Jason Portenoy, PhD

NYC-based data engineer/data scientist

Projects

OpenAlex
OpenAlex is the world’s largest free and open Scientific Knowledge Graph (SKG), created by the nonprofit startup OurResearch. Representing the entire global research ecosystem, it comprises more than 250 million scholarly works, billions of links between them, and terabytes of linked metadata. As Senior Data Engineer at OurResearch, my primary role was to understand the strengths and limitations of the OpenAlex data, and to help our users do the same.
Automated literature review
Autoreview is a framework for building and evaluating systems to automatically select relevant publications for literature reviews, starting from small sets of seed papers. These automated methods have the potential to help researchers save time and effort when keeping up with relevant literature, as well as surfacing papers that more manual methods may miss. I show that this approach can work to recommend relevant literature, and can also be used to systematically compare different features used in the recommendations.

Portenoy, J., & West, J. D. (2020). Constructing and evaluating automated literature review systems. Scientometrics. https://doi.org/10.1007/s11192-020-03490-w
SciSight / Bridger
Scientific silos can hinder innovation. These information "filter bubbles" and the growing challenge of information overload limit awareness across the literature, making it difficult to keep track of even narrow areas of interest, let alone discover new ones. SciSight/Bridger is a project focused on facilitating discovery of scholars and their work, by locating commonalities and contrasts between scientists. This work was published in the CHI 2022 conference. Video of the presentation can be found here.

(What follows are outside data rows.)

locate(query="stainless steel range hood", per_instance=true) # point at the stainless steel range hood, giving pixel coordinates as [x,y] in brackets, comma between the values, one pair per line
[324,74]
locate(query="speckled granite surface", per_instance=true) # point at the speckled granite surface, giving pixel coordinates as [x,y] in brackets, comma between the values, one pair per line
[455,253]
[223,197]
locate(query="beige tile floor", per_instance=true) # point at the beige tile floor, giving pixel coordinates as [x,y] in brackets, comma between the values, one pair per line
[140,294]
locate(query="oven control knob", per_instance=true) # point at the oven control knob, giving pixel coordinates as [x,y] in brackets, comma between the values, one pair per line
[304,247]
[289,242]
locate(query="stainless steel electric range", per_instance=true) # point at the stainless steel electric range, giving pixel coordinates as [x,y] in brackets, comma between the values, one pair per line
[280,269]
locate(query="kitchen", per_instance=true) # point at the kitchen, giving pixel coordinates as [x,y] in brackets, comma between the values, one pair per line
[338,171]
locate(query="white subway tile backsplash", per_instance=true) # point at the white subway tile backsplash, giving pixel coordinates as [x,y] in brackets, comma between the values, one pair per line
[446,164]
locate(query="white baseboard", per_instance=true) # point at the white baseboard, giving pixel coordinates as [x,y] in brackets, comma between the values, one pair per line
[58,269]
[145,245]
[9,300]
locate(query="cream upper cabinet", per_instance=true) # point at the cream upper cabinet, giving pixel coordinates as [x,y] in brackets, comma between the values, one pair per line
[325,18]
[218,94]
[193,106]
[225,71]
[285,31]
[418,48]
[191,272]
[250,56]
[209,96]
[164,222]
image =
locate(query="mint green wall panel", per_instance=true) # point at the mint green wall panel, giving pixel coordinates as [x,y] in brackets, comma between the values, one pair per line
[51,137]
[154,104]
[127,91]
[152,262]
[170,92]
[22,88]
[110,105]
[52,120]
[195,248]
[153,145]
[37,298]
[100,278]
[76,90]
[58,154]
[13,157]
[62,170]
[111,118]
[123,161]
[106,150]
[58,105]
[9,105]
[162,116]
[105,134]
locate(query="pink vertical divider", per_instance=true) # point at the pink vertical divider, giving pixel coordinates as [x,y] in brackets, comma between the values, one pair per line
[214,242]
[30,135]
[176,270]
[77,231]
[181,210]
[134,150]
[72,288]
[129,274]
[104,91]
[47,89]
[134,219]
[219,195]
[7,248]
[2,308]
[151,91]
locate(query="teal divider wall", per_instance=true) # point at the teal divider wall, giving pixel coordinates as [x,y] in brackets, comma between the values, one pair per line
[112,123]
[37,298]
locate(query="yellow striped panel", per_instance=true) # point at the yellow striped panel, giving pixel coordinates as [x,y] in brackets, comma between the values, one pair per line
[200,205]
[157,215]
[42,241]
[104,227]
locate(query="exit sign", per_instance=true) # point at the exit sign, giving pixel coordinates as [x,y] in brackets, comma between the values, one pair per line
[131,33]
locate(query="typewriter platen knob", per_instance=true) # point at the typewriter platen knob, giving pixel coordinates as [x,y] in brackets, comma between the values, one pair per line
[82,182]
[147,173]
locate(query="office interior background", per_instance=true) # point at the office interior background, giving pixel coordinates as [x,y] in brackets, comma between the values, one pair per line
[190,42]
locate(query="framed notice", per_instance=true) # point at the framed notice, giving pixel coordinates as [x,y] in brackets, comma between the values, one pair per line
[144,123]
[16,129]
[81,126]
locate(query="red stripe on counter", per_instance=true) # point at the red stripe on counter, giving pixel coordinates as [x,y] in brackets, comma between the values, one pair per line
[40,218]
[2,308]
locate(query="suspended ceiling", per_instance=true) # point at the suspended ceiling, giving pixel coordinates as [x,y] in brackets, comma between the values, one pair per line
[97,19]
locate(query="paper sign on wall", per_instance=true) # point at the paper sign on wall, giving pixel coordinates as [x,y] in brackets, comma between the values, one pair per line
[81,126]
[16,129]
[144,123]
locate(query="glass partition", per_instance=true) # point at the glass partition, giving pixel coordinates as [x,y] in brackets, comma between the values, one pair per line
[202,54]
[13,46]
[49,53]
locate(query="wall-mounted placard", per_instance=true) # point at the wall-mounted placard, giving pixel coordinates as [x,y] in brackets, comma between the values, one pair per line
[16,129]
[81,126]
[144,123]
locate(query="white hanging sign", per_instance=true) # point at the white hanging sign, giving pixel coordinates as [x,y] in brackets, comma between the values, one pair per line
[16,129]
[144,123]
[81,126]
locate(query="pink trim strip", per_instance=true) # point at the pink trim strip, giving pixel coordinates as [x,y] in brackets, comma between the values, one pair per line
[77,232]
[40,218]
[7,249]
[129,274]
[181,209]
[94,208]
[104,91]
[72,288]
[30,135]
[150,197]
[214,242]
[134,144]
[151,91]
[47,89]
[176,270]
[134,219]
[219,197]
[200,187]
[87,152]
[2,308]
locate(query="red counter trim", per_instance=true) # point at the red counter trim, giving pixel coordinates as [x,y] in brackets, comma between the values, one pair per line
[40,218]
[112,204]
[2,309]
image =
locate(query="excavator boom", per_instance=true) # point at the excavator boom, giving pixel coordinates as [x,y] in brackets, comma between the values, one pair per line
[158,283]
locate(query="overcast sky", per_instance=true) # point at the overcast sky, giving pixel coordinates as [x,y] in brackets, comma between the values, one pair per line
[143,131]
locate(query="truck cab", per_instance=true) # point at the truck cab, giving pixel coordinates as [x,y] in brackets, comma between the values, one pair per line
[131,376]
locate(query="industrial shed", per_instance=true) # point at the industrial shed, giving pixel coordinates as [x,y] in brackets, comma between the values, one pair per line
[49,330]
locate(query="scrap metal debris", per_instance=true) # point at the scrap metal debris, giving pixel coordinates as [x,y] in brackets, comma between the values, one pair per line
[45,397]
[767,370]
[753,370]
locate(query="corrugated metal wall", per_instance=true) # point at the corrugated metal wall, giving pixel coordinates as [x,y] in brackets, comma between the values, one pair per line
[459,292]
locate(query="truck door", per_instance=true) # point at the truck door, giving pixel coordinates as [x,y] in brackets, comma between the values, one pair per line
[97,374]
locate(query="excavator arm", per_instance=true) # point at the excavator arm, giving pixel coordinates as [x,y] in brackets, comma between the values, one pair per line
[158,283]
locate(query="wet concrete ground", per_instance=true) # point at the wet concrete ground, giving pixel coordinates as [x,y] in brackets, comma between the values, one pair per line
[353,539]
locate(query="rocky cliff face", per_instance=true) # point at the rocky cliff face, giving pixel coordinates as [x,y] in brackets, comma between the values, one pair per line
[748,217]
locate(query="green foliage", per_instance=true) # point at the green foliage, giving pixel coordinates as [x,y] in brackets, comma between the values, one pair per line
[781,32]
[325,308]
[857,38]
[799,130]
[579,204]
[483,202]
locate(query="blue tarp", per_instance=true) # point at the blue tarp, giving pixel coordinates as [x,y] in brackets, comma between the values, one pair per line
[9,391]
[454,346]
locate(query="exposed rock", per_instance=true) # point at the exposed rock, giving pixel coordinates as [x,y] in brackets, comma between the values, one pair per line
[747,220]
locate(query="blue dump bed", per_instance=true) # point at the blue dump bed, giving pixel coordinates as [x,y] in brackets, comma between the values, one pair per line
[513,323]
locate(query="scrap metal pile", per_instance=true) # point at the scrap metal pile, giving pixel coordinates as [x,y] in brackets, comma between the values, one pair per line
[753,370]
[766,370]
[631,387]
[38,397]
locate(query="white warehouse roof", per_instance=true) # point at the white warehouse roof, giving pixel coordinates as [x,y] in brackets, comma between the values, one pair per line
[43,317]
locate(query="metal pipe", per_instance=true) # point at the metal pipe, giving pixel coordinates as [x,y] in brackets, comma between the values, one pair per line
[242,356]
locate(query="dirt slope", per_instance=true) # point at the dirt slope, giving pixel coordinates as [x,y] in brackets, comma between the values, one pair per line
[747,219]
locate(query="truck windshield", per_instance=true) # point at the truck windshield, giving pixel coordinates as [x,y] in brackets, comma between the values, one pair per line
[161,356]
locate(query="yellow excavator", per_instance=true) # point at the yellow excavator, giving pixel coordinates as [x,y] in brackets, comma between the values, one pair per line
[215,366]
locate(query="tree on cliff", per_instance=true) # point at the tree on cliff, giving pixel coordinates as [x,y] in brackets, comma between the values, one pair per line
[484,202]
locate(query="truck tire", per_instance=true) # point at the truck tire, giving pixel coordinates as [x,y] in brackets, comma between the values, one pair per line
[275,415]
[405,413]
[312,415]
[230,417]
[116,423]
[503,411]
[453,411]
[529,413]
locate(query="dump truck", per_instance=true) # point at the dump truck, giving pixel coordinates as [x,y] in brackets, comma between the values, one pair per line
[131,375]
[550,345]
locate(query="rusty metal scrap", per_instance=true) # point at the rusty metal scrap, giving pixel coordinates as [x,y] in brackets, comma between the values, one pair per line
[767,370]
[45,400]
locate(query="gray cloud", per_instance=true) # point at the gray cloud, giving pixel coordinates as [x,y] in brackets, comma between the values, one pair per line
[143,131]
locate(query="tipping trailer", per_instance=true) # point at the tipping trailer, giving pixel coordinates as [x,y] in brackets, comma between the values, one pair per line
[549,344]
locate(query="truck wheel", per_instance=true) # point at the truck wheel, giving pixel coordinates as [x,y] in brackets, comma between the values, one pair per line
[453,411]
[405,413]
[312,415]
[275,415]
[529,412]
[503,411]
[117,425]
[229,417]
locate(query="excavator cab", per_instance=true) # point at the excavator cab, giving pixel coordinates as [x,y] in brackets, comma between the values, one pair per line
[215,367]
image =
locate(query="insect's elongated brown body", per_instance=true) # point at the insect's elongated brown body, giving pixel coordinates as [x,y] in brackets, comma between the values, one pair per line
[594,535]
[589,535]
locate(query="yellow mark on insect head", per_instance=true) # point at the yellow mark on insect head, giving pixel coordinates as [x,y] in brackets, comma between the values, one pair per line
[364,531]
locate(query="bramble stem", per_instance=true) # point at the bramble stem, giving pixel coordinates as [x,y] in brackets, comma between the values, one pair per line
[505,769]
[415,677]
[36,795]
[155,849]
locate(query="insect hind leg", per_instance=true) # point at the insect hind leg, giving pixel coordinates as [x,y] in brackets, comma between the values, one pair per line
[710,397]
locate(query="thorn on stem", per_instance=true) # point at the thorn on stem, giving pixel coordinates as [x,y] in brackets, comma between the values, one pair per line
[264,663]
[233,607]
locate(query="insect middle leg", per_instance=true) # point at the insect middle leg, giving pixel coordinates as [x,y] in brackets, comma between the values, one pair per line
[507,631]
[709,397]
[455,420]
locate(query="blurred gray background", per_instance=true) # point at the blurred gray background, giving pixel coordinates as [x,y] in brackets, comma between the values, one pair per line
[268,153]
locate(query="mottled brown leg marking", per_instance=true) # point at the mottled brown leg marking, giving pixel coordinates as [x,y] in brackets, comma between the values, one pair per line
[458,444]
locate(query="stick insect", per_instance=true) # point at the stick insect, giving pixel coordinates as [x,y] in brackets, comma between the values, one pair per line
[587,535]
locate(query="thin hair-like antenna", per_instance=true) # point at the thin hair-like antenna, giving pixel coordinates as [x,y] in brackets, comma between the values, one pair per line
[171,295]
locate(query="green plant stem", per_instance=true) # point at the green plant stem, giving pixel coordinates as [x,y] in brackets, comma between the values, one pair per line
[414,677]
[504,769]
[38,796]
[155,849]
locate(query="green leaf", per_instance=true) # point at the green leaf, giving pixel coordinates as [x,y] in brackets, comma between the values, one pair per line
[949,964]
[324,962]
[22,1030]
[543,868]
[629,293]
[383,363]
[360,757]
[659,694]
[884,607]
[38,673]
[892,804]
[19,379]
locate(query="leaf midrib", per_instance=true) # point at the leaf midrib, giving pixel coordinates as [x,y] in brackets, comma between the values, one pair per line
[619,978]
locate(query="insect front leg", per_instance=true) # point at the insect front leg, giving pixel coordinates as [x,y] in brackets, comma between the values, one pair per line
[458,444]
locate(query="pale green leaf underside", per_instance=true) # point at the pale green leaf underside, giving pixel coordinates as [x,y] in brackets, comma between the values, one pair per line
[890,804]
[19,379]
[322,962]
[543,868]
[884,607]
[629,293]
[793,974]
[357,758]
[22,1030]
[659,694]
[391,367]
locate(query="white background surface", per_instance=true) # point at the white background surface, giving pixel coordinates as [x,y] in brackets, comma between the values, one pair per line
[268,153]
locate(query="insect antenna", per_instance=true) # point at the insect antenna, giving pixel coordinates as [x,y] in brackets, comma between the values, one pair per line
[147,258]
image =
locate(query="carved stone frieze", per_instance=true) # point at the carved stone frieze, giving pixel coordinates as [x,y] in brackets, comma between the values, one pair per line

Portenoy, J., Radensky, M., West, J. D., Horvitz, E., Weld, D. S., & Hope, T. (2022). Bursting Scientific Filter Bubbles: Boosting Innovation via Novel Author Discovery. CHI 2022. https://doi.org/10.1145/3491102.3501905
GrantExplorer
GrantExplorer is a free, open-source tool for examining the phrases funded by U.S. federal agencies. This includes more than a half-million grants from the National Science Foundation (NSF), National Institutes of Health (NIH), and Department of Defense (DoD). The tool uses React, D3, and FastAPI for interactive visualizations, and Elasticsearch and Gensim language models to intelligently assist with keyword queries. The source code is available on GitHub.
Community detection on large networks
Community detection, or clustering, algorithms can reveal patterns and relationships in complex citation networks. There are many algorithms available that can be used to detect communities in networks, representing several different approaches to the problem. These algorithms are often computationally difficult and with the continually increasing number of publications, the challenge is to adapt these algorithms to very large networks. To address these issues, I have developed new methods to cluster very large citation networks. Using several parallel processing techniques, I am able to perform clustering on networks with hundreds of millions of publications and over 1 billion citation links. The code is available on GitHub.
Visualizing scholarly influence
The scholarly literature is a vast store of formalized human knowledge, interconnected by citations between publications. Looking at these citations is one way to measure the influence of scholarly research. Scholar.eigenfactor.org is a collection of tools I built to use citations to measure and visualize the influence of collections of papers. These collections can represent, for example, individual scholars, or journals, academic departments, or fields of study.
Mapping Misinformation Research
I applied tools for visualizing and analyzing the research publications in the emerging fields of Misinformation and Science Communication. Starting with sets of seed papers representing some key recent research in these fields, I provided tools to examine author relationships, influence from outside fields, and related research identified by machine learning. These tools are collected at misinformationresearch.org, as part of a report for the National Academy of Sciences.
Mathematical Jargon
We analyze the mathematical language used in hundreds of thousands of scientific papers, comparing the use of math across different disciplines. By comparing the distributions of mathematical symbols and terms across fields, we quantify the "jargon barriers" between these fields—the difficulty any two fileds might have communicating based on how different their use of mathematical language is. We find that characterizing fields by their use of mathematical language causes them to group in intuitive ways, and we explore how this approach could be used for recommendations in the scholarly literature, and for helping to bridge knowledge gaps in science.
Predictors of permanent housing for homeless families
As a Data Science for Social Good summer fellow at the University of Washington's eScience Institute, I worked on a team collaborating with the Bill and Melinda Gates Foundation and other organizations to help understand and address the problem of family homelessness in western Washington state. Our contributions included analyzing data, building models, and creating interactive visualizations.
Commitments in written communication
As an intern at Microsoft Research, I worked on a project to help Microsoft's personal digital assistant, Cortana, identify when people make commitments in their outgoing emails, and understand what kinds of commitments they make.